The key driver is a jump in liquidations. Liquidations rose 42% in 24 hours to ~$661M. Ethereum positions worth ~$257M were liquidated, and Bitcoin liquidations exceeded ~$182M. Other heavily hit names included SOL, XRP, and BCH. This forced selling can cascade as leveraged traders are forced out, typically overshooting during drawdowns.
Macroeconomic pressure is adding fuel: global bond yields are rising. In the US, the 30-year yield reached ~5.1% and 2-year/10-year were ~4.1%/4.6%. Markets also react to inflation data (CPI 3.8%, PPI 6.0%) and growing expectations of Fed rate hikes—an environment where crypto often underperforms.
On top of price weakness, ETF flows point to weak marginal demand. Spot Bitcoin ETFs reportedly shed over $1B last week, while Ethereum ETFs saw outflows for six straight days, losing ~$255M last week (and ~$83M+ monthly). If a crypto crash continues, traders may expect further downside as sellers stay in control.
Next catalysts mentioned: Donald Trump’s stance on Iran and the upcoming FOMC minutes.
Bearish
Bearish. The article links the crypto crash to a classic deleveraging loop: rising liquidations force sell pressure, which can overshoot and keep liquidity thin. It also adds a second headwind—higher bond yields and rate-hike expectations—often correlated with weaker crypto beta during risk-off regimes. Finally, ETF outflows (BTC and ETH) signal declining marginal demand rather than a simple one-day dip.

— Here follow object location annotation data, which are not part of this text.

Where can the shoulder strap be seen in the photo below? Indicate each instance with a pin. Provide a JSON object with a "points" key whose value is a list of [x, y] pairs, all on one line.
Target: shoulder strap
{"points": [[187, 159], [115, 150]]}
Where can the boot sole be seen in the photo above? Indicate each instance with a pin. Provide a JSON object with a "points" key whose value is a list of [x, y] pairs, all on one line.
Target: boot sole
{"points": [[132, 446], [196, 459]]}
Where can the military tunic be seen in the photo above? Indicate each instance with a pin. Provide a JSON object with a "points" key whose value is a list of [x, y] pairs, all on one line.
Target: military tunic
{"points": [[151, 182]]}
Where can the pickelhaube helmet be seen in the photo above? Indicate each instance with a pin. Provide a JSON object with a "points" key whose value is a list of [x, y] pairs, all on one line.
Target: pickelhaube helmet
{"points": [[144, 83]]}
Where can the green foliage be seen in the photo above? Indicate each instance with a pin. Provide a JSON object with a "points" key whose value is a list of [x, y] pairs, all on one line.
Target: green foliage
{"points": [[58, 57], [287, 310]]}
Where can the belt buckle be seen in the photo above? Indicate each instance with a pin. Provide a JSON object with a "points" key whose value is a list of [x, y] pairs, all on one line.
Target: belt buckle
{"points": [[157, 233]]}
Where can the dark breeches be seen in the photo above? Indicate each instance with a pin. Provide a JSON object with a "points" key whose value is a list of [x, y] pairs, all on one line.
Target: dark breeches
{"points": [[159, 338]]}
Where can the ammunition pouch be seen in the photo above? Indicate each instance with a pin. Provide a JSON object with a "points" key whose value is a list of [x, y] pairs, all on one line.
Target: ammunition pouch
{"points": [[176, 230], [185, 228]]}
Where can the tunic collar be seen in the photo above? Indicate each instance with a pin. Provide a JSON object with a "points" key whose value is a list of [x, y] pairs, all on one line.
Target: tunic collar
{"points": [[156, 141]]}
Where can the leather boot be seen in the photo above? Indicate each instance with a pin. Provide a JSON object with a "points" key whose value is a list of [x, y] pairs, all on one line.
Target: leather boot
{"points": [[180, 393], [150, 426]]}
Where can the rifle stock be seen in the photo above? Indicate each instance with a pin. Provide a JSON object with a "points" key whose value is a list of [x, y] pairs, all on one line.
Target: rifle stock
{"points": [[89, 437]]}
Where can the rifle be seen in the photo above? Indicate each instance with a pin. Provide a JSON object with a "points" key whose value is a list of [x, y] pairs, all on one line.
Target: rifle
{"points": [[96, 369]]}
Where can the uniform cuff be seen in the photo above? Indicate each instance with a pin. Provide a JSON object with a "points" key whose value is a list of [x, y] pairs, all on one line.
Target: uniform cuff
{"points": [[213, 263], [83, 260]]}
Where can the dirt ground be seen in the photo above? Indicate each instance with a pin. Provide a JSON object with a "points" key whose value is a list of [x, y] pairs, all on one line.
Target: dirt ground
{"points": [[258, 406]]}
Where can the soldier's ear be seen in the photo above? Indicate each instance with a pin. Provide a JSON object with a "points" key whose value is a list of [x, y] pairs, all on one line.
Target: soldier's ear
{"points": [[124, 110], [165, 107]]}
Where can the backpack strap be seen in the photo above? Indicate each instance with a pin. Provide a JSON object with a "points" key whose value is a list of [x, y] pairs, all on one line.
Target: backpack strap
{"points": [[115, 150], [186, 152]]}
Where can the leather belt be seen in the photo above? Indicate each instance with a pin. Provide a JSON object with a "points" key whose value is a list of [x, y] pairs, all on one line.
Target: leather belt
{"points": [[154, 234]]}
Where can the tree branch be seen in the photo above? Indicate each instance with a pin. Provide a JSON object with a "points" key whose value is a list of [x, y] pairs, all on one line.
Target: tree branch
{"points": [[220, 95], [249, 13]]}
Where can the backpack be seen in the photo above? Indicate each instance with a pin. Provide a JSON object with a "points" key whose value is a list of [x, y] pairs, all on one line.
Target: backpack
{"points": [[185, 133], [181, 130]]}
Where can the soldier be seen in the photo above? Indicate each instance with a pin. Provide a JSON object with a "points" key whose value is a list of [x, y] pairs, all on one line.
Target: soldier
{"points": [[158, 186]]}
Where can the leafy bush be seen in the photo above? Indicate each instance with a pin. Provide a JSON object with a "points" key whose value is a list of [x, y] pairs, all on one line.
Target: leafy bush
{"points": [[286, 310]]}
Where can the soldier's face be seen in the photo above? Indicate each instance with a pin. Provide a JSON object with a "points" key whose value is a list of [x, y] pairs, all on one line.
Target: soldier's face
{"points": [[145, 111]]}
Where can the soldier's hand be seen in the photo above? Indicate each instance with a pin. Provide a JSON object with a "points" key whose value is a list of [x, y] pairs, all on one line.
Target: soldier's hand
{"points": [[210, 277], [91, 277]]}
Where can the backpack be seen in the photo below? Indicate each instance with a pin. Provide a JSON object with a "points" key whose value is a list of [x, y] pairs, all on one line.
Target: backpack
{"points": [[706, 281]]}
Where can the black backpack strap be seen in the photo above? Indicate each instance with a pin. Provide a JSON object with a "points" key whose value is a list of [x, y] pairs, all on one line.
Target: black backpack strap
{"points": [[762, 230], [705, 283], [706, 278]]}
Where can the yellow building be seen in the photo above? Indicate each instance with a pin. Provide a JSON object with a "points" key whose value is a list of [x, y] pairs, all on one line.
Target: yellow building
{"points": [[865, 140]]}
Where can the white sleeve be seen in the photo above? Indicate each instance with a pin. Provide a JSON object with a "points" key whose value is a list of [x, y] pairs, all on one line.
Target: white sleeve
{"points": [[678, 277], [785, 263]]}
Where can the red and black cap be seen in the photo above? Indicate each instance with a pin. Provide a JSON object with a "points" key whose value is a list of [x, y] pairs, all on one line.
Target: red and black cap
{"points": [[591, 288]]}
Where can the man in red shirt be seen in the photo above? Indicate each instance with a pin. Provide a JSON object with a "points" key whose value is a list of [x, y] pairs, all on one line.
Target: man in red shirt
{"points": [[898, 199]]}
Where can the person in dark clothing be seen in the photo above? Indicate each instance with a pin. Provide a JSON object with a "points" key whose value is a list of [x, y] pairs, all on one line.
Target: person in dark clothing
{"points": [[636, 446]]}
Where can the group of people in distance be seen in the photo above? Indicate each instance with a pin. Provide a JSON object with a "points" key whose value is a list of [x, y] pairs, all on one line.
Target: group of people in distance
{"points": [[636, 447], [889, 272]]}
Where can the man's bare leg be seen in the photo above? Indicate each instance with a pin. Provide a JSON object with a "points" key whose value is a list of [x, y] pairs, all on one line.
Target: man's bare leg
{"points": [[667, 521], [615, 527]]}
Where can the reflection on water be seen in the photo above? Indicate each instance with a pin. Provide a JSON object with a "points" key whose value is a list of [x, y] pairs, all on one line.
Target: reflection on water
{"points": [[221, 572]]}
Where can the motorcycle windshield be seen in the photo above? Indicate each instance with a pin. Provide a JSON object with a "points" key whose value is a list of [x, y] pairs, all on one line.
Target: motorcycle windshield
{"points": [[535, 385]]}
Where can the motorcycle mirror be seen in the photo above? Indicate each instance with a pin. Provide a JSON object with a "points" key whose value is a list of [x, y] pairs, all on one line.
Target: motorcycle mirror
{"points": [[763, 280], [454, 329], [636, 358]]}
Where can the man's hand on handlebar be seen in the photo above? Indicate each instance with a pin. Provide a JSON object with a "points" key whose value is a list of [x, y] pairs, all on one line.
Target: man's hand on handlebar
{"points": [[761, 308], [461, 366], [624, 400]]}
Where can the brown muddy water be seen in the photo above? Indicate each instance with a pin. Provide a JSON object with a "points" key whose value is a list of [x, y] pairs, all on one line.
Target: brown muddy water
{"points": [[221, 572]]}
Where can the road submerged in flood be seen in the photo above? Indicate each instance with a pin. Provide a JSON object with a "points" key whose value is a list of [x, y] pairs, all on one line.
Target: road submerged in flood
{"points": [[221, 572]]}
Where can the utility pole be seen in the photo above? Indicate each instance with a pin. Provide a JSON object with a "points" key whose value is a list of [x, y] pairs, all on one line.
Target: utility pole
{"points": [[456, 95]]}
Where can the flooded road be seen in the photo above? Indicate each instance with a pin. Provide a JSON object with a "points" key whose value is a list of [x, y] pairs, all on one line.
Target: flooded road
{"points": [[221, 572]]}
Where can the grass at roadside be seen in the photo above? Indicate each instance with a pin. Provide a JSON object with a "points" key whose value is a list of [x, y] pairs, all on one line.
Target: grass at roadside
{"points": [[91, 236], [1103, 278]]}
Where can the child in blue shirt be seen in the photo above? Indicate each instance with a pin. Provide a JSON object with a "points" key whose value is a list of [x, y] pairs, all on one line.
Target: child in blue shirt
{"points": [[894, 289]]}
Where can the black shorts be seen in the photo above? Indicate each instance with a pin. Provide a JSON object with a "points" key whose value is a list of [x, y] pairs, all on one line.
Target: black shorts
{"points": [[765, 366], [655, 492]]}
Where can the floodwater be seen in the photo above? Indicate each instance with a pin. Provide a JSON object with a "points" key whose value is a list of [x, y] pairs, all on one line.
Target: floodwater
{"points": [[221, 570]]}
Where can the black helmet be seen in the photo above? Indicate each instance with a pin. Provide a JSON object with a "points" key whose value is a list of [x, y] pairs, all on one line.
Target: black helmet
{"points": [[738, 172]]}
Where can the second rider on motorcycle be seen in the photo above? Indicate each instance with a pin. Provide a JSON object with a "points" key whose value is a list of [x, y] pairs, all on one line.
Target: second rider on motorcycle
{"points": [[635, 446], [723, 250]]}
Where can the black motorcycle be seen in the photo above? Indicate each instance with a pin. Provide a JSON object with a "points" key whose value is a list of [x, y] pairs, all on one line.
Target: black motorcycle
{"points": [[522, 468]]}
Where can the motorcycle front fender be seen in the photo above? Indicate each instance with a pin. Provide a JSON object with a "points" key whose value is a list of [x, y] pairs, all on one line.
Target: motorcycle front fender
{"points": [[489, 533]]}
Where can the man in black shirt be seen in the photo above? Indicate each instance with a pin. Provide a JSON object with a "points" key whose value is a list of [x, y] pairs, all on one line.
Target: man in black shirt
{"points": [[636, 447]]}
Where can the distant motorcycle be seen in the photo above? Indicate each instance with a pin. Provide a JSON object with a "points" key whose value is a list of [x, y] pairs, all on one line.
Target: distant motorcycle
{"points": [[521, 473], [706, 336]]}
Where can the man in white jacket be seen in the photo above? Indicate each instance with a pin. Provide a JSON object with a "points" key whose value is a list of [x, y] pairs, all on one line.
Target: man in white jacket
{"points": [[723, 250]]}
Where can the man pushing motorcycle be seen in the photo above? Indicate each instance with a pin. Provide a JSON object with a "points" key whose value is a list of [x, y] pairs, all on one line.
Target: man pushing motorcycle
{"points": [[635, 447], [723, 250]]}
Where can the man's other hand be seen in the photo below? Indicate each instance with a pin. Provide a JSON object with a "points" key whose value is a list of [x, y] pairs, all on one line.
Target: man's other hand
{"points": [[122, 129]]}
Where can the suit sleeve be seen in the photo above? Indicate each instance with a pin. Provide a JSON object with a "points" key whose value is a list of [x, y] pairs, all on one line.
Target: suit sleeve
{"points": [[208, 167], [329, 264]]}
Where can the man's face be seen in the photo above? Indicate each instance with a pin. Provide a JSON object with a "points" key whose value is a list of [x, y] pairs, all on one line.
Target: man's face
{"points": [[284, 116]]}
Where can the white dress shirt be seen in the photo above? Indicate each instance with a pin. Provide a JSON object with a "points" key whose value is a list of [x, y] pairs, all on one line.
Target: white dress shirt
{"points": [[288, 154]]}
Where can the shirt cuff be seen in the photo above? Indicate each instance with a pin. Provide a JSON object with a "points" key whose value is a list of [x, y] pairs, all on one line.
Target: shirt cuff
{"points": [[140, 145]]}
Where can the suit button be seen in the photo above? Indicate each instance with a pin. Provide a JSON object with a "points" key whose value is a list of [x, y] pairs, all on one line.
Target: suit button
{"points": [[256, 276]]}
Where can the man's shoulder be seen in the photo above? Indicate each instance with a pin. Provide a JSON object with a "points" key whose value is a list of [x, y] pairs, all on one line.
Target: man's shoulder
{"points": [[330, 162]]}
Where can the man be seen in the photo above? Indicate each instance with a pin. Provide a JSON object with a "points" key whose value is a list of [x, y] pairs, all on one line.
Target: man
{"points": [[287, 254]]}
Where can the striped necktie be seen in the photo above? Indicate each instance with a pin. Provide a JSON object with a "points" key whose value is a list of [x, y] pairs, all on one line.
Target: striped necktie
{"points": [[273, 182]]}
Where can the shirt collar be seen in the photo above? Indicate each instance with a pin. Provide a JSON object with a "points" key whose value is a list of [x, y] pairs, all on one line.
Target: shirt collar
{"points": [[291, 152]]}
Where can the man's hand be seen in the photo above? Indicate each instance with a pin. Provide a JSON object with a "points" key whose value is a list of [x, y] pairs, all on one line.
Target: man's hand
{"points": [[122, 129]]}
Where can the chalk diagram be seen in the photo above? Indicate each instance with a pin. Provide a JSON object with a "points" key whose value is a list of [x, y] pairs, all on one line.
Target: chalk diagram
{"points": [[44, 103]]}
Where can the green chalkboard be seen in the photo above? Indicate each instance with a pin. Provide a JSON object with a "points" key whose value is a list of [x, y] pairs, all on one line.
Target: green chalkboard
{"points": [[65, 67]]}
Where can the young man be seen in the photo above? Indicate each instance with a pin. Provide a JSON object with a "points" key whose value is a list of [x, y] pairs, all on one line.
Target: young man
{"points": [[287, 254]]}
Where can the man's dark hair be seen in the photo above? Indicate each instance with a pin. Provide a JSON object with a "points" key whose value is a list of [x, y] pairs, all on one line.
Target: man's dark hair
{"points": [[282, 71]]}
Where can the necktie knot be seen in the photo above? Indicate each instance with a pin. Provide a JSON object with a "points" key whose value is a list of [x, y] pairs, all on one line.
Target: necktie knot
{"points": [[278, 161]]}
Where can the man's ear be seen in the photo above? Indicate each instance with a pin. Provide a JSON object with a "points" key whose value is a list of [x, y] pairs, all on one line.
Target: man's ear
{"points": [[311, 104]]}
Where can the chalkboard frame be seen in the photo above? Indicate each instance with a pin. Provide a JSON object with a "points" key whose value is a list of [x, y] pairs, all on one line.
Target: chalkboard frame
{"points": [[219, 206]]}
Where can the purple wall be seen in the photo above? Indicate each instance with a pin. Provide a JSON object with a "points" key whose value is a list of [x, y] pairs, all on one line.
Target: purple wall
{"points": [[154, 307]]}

In the short term, traders typically stay defensive while liquidation pressure is active; bounces are more likely to fail until liquidation counts cool and yields stabilize. In the medium term, if ETF flows continue negative and real-yield/Fed expectations remain hawkish, the market may remain range-bound to downward, with high-volatility rallies sold. Historically, similar “cascade” events (forced liquidations paired with tightening macro signals) have tended to produce sharp downside before any durable recovery—though mean-reversion bounces can occur once sellers exhaust.